クロムの手によって艶めき濡れたように美しく磨き上げられたソレは、今日、ガイハンに納品したモノの試作品だった。
クロムの掌の温もりでソレに施された花の細工がゆっくり開くのを俺は立ち尽くして見つめた。
表情を変えることもできず、全ての思考が押し流されてしまったように何も考えられなかった。
「師匠?………いかがですか?」
目の前にその金属の棒をぶら下げられる。
けれど、俺は息もできず、ただそれを眺めるばかりだ。
製品より少し装飾過多で動きも悪い……など、それ自体の評価を思い浮かべるが、それも現実逃避に過ぎない。
「先日お休みをいただいた時に、王都で競馬に参りました。その際に、ガイハン殿とお会いしましてね」
その言葉にゆるゆるとクロムの顔へと視線を移した。
けれど、口元を眺めるだけで、その目を見つめることができない。
「色々とお話を聞かせていただきました。過去オーダーした全てが、ガイハン殿自らが細かな構造まで指示をした品で、またその全てに試作品もあると」
そう言ったクロムの作業台の上には、鍵をかけて物置部屋に置かれていたはずの箱の中身がいくつか置かれてあった。

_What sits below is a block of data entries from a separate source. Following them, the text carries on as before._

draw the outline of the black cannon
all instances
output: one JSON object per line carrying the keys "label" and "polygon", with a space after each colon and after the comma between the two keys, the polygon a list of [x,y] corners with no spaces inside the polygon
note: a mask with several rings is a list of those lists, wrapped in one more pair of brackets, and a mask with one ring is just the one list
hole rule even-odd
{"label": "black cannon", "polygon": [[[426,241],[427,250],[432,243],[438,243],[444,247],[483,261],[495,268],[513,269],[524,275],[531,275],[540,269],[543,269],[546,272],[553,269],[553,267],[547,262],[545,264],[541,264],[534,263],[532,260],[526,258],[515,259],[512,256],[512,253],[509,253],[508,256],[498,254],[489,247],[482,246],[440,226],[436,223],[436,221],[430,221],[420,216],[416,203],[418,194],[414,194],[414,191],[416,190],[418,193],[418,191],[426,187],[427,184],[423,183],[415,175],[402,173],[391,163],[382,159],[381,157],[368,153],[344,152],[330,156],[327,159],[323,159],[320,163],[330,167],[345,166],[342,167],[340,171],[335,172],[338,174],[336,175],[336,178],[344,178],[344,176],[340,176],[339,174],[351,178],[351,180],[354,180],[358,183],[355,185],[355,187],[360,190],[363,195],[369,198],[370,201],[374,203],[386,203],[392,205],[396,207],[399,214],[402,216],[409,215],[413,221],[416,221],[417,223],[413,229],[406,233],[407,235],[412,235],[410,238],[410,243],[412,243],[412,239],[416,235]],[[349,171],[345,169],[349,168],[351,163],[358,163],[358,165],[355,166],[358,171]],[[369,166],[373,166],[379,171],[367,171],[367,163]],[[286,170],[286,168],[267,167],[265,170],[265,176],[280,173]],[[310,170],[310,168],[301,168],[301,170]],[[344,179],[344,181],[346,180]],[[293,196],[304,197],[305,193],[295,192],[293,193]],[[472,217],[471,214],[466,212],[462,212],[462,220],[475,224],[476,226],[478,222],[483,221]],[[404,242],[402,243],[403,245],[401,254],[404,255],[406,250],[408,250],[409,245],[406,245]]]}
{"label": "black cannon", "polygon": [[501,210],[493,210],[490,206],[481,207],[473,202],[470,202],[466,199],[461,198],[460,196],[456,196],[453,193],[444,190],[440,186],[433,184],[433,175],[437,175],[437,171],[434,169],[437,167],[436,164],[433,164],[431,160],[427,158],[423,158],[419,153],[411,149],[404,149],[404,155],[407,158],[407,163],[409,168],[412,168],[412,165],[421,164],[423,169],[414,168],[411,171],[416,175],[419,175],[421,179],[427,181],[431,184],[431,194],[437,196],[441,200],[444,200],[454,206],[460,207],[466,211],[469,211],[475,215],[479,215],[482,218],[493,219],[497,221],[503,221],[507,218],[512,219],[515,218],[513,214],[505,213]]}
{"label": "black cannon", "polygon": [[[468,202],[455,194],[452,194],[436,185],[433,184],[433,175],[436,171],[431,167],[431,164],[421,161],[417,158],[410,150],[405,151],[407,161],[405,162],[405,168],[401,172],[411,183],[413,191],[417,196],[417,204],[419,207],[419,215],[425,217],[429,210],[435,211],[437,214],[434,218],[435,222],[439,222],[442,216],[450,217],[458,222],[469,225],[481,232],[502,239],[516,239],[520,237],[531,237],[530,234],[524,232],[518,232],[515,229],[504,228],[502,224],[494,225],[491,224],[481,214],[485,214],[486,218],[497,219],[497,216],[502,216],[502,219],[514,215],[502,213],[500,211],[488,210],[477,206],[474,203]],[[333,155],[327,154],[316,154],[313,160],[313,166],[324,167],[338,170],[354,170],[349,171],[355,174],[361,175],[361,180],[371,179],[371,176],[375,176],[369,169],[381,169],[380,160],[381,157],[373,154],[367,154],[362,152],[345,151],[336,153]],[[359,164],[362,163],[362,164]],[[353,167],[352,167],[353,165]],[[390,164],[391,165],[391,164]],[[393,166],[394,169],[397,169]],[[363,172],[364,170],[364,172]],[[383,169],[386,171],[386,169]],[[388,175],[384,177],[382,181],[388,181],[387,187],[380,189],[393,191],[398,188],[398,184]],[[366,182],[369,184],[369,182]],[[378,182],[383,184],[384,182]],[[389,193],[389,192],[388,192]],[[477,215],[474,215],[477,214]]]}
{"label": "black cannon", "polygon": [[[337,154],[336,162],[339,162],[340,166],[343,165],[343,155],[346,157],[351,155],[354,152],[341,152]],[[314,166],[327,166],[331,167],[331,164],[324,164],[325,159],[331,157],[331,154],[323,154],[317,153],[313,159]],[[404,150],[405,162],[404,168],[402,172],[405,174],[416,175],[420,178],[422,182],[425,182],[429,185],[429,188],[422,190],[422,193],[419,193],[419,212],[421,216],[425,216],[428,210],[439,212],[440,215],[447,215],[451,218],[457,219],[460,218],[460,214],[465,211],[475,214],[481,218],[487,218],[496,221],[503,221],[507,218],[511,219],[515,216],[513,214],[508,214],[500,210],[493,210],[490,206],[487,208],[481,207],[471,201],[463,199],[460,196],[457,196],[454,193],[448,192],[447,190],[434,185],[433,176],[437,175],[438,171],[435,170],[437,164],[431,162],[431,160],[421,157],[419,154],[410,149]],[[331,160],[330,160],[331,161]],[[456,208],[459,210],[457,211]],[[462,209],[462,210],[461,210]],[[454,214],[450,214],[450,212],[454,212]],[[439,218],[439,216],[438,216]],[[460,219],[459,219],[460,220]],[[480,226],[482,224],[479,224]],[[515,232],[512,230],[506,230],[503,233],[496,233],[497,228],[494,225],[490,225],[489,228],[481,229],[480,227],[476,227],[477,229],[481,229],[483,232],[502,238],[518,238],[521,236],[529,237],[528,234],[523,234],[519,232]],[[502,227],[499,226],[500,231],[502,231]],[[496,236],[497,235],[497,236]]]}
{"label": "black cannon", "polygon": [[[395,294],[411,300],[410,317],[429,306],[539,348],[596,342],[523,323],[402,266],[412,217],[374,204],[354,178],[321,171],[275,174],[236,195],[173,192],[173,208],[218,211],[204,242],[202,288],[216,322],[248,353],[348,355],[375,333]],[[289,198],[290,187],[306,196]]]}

「デリケートな品故に、必ず試作をするようガイハン殿から頼まれていたそうですね。ですが、試作品なので仕上げまではなさっていないようでしたので……いくつかこのように磨き仕上げをさせていただきました。師匠のまだ見ぬ作品にふれられ、嬉しく思います」
淡々と語り、美しく磨き上げられ輝きを増した『試作品』をクロムが手にとって見せる。
けれど、クロムがそのようなモノを手にするところなど、俺は見ていられなかった。